Osservando ultimamente il tamarrissimo double denim che ti sbatte in faccia sul palco Lorenzo Moretti, chitarrista -ma anche (seconda) voce, produttore e autore di tutti i pezzi dei Giuda- scatta immediatamente il collegamento con un altro tamarrissimo, e quasi iconico, double denim della storia del rock’n’roll: quello degli Status Quo.
Introduco con questo dettaglio con la certezza che non è insignificante: il look, per Lorenzo e i Giuda, non è mai stato né secondario né, al contrario, fine a se stesso, ma, allo stesso modo del sound compresso della batteria, delle chitarrone e dei testi, per loro è sempre stato l’essenza di quello che sono e che vogliono esprimere, parte dell’immaginario di cui sono appassionati, ricercatori e interpreti.
E la citazione estetica degli Status Quo non è neppure casuale, sebbene possa passare, proprio in quanto dettaglio, inosservata. Con il terzo, attesissimo album, quello che potremmo definire “Giuda sound” fa un passo in avanti, distaccandosi definitivamente dal (proto)punk degli esordi ed approfondendo gli elementi boogie e tendenzialmente hard che già erano presenti, in nuce, in “Let’s do it again”.
Pezzi come il singolo “Roll The Balls”, “Bad Days Are Back”, “Watch Your Step” e “You Can Do Everything” sfiorano la perfezione se paragonati ad un certo tipo di rock’n’roll, crudo ma ben prodotto, che si affermò, dai pub, ai club, fino a Top Of The Pops, alla metà degli anni ’70 tra la Gran Bretagna e l’Australia: ascoltandoli non possiamo fare a meno di figurarci le brutte facce di Phil Lynott dei Thin Lizzy, di Brian Johnson -si, quello degli Ac/dc- con i suoi Geordie, della Gang di Ted Mulry.
Ma anche “My Lu”, “It Ain’t Easy” e “Joolz” (queste ultime entrambe cantante interamente da Lorenzo e non da Ntendarere), se da un lato è effettivamente difficile immaginarcele all’interno dei loro precedenti lavori, sarebbero di certo schizzate alte in classifica quarant’anni fa, con il loro approccio pop levigato ma incazzoso, con le loro melodie che attingono a piene mani dai Beatles, dagli Small Faces e dalle miriadi di band semisconosciute del cosiddetto bubblegum rock.

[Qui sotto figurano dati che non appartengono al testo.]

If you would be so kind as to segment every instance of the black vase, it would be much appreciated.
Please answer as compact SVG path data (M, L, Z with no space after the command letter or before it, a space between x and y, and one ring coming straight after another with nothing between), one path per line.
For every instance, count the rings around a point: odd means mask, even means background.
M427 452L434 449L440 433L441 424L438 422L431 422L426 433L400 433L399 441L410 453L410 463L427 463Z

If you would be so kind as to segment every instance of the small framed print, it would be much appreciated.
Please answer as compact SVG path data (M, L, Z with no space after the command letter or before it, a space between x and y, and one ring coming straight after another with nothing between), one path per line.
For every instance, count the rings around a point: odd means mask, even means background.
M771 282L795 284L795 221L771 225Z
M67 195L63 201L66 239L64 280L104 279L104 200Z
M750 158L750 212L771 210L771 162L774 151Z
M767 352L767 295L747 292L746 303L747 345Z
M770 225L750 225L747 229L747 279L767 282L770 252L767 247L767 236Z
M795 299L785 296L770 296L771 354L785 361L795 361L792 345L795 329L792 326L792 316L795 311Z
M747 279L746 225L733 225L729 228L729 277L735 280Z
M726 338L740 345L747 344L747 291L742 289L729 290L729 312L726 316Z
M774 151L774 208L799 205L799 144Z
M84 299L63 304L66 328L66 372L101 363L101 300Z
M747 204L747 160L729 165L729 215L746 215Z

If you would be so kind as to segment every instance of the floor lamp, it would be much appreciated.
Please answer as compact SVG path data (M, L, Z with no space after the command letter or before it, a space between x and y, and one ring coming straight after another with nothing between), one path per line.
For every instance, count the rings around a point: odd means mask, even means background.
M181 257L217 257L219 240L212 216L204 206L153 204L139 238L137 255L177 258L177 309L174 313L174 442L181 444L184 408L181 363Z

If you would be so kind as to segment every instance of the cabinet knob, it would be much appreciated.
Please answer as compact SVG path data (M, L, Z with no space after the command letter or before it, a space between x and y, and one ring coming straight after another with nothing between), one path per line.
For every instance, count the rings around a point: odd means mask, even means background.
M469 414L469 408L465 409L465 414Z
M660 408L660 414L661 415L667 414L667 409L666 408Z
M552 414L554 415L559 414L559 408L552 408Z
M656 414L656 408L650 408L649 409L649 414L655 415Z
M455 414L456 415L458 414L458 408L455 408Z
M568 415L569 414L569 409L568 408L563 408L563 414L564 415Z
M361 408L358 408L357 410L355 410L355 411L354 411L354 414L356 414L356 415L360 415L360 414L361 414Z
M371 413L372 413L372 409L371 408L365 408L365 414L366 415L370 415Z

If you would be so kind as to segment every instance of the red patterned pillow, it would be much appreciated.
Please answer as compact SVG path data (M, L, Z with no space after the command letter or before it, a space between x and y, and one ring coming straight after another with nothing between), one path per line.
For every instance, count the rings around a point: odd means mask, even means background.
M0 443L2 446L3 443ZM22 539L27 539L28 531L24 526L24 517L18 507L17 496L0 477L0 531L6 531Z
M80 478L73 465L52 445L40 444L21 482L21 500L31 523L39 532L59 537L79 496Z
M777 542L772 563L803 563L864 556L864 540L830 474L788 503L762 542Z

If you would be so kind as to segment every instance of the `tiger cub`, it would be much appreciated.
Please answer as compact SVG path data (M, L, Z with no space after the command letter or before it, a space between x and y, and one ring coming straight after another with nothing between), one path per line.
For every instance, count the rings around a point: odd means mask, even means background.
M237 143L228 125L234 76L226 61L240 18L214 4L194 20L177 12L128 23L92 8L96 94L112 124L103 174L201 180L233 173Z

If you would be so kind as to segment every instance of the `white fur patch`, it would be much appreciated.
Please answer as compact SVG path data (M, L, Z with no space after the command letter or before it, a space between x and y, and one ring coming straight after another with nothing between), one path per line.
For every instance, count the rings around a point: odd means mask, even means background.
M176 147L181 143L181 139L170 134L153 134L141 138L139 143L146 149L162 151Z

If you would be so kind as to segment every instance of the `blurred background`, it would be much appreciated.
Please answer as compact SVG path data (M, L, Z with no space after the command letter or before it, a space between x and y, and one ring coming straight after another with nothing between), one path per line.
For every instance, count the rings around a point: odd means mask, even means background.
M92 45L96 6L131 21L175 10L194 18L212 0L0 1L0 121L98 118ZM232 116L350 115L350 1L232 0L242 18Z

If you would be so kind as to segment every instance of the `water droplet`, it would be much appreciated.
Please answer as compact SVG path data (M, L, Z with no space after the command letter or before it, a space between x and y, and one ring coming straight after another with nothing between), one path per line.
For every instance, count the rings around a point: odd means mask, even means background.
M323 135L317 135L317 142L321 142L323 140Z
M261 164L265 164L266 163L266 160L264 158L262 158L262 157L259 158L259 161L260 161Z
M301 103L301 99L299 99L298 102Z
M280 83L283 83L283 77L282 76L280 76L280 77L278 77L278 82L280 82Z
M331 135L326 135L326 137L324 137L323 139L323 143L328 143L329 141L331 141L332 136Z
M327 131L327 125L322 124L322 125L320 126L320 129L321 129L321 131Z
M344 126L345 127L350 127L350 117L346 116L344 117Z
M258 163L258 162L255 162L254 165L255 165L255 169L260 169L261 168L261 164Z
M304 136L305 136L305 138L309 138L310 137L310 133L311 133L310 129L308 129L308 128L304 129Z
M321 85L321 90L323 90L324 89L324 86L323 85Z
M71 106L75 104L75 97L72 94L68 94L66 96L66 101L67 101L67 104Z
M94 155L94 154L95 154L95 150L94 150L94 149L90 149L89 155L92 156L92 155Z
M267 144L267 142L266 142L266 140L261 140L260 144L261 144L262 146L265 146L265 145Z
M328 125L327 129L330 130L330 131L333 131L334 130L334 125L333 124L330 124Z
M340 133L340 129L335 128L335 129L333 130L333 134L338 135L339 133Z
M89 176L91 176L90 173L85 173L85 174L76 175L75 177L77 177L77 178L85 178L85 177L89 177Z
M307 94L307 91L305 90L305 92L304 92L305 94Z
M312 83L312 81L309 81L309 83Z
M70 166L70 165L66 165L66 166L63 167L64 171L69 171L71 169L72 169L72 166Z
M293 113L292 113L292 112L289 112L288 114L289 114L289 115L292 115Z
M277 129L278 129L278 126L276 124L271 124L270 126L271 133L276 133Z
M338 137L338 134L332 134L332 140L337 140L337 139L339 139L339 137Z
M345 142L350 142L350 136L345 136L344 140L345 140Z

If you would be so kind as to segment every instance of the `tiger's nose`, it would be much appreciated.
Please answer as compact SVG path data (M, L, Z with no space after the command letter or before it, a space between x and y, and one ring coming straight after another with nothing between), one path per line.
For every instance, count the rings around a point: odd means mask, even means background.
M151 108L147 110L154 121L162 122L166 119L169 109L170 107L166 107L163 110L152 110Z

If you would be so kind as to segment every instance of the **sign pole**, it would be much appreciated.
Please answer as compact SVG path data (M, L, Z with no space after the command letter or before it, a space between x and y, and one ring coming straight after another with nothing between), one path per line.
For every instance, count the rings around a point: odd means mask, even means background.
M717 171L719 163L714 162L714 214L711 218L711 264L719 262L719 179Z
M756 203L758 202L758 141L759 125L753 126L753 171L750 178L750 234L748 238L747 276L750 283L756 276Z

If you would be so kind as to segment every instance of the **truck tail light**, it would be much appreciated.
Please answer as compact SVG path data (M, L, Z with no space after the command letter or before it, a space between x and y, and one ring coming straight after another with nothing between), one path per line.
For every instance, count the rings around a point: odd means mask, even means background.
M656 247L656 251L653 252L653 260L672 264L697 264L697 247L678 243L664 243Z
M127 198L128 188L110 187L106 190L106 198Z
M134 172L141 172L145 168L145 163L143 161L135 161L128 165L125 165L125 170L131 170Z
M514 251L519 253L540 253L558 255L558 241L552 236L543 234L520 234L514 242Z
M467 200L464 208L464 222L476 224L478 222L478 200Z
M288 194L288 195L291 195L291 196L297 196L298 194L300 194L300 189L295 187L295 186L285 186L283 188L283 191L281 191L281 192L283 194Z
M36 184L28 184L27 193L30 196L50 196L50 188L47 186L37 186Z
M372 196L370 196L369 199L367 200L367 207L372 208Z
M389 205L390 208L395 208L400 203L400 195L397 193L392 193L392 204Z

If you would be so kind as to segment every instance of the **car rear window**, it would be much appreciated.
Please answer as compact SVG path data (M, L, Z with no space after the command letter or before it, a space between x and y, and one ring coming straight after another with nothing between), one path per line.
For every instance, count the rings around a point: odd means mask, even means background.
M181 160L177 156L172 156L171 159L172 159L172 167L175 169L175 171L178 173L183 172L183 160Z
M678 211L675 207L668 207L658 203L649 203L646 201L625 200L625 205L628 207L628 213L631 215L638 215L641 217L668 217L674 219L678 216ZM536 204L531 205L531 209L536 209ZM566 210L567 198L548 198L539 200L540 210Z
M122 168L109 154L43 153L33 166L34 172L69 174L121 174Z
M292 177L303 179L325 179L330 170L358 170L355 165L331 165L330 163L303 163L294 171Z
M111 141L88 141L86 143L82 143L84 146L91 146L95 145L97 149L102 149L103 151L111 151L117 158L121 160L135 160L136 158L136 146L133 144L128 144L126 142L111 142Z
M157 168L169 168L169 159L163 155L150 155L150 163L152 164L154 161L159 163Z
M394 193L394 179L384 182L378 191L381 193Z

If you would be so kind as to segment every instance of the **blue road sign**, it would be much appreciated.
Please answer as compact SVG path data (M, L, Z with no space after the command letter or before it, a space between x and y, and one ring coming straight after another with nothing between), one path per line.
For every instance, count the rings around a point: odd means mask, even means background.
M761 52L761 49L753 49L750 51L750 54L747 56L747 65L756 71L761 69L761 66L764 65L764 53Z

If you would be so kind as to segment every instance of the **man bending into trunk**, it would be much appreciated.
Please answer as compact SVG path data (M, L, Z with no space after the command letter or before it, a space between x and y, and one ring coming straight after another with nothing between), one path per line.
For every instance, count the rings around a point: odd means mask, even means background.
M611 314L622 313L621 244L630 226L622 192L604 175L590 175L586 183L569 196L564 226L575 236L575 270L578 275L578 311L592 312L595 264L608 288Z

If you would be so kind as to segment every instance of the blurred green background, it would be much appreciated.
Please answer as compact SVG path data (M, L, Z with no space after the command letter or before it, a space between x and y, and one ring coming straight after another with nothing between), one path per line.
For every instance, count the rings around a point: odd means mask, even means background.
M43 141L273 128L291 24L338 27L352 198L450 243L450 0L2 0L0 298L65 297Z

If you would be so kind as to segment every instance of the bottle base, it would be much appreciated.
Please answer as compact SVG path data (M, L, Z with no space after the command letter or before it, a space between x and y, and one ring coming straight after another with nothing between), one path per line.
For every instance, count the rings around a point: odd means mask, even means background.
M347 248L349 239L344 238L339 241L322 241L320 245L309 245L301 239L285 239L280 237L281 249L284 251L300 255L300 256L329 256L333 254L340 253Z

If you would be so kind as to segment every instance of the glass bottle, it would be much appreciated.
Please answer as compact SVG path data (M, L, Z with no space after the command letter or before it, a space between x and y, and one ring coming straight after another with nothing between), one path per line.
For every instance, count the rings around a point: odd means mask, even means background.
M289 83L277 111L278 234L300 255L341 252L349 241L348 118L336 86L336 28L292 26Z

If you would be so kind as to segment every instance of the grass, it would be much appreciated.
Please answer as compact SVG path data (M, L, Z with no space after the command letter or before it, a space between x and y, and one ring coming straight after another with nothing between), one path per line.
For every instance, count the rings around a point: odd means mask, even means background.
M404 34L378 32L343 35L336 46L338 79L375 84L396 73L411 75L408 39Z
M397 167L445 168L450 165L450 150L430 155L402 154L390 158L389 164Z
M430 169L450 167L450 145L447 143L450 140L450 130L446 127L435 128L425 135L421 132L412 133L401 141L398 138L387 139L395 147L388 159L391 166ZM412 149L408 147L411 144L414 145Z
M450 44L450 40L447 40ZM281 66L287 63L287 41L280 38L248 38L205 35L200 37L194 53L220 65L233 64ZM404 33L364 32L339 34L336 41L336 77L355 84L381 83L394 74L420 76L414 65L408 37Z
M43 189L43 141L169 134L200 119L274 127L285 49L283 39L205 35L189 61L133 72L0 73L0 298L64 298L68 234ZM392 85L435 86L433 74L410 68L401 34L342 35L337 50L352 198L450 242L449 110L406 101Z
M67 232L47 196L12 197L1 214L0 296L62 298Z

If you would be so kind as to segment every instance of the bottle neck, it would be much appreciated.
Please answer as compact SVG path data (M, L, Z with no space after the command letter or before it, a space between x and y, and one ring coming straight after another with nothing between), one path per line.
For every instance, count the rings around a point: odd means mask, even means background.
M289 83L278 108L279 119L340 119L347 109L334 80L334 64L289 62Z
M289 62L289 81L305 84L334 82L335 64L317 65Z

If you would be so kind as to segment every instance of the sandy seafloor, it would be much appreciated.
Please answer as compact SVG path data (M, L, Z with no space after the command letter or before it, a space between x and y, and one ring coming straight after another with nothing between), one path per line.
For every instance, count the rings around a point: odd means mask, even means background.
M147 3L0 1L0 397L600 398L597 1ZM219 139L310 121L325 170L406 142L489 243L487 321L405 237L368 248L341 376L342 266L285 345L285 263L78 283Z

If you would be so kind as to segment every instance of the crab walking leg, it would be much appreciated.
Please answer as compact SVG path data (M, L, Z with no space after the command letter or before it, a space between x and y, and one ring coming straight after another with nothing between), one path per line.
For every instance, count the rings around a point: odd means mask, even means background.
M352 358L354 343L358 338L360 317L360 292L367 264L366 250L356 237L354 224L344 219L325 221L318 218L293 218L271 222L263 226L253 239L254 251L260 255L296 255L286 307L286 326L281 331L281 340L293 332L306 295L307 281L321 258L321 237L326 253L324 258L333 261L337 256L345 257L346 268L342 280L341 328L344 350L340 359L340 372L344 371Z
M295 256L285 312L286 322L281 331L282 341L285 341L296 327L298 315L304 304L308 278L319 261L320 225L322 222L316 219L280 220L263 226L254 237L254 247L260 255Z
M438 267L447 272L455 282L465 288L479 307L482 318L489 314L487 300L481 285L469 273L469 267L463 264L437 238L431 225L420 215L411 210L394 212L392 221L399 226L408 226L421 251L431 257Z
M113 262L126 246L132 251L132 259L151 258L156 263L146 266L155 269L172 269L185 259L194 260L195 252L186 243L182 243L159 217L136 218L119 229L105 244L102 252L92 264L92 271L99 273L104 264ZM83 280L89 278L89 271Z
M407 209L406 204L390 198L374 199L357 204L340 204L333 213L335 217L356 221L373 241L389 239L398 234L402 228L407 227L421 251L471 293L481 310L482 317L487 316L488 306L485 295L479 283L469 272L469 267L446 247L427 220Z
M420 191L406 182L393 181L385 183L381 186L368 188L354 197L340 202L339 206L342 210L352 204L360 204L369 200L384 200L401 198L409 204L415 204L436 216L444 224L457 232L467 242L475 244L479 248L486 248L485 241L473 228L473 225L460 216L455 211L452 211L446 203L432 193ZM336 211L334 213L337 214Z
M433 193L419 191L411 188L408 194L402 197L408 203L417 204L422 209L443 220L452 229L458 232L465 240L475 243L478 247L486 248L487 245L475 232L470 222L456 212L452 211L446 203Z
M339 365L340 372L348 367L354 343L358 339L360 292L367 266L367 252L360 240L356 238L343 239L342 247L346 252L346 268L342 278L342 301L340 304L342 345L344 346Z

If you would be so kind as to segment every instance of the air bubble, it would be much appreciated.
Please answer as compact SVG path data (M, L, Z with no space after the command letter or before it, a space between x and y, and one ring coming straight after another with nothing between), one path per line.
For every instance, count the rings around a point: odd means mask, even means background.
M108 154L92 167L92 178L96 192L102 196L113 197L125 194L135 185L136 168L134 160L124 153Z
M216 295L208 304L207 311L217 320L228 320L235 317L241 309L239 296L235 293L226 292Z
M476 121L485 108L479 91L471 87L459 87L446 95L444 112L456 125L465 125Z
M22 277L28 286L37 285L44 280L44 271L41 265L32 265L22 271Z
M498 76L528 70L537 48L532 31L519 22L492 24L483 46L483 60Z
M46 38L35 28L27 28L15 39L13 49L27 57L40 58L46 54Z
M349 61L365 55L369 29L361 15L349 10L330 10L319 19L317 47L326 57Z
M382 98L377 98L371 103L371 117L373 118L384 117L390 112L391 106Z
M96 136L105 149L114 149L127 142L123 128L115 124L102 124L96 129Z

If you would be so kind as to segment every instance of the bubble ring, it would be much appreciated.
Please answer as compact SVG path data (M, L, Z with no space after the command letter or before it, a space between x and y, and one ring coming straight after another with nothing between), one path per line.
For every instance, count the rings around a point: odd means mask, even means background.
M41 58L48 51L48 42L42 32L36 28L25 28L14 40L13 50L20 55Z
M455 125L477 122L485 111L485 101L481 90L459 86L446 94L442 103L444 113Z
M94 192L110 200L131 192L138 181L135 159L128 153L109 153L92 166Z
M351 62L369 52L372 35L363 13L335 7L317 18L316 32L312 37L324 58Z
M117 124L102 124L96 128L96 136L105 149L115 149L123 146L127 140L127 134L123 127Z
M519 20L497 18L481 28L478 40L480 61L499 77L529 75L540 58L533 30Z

E se a livello di sound l’evoluzione balza subito all’orecchio, “Speak Evil” si discosta dai suoi due predecessori anche da un altro punto di vista –e qui, per me, si osserva il reale progresso della band-, quello dei contenuti. “Speak Evil” è un album maturo che, pur non perdendo quella sfrontatezza ormai marchio di fabbrica del quintetto capitolino, non racconta più le scorribande di un “Teenage Rebel”: niente più riferimenti al football e niente più ritornelloni arroganti alla Gary Glitter. Niente più di quell’impostazione “Ramones-iana” del disco composto da dieci brani-dieci hit. “Speak Evil” è, al contrario, un blocco unitario, granitico, compatto e coerente in se stesso, che racconta una storia proletaria letta dagli occhi di cinque giovani uomini. E i pezzi che, concettualmente, ne rappresentano il cuore parlano, infatti, di un “Working Class Man” che sputa il sangue tutto il giorno per il bene della sua famiglia e di una “Mama” che “Got the Blues”, perché fa del suo meglio per tenerla unita, quella famiglia.
Menzione speciale per il brano che chiude il disco, il glam dagli spiccati accenti funky di “Bonehead Waltz”: chi non lo apprezza lo definirebbe sconclusionato, spaventoso quasi, mentre chi sa coglierne lo spirito ci trova dentro, frullata, la follia e il genio dei Black Sabbath e dei T Rex (a me ricorda molto “Buick Mackane” di questi ultimi), ma anche gli oscuri Lemming, che si fecero notare, fugacemente, nei seventies per una serie di singoli tra il glam e la disco a tema horror.
Poco altro da aggiungere su uno dei migliori –non solo a livello nazionale, ma europeo- album di rock’n’roll dell’anno che sta per concludersi: è pop, pulito, di quelli che te la balli alla grande, ma, allo stesso tempo, è cattivo, prepotente, di quelli che ti fanno sentire fiero di avere in Italia una band così.
“Angels with dirty faces”, come cantava Jimmy Pursey. Punto.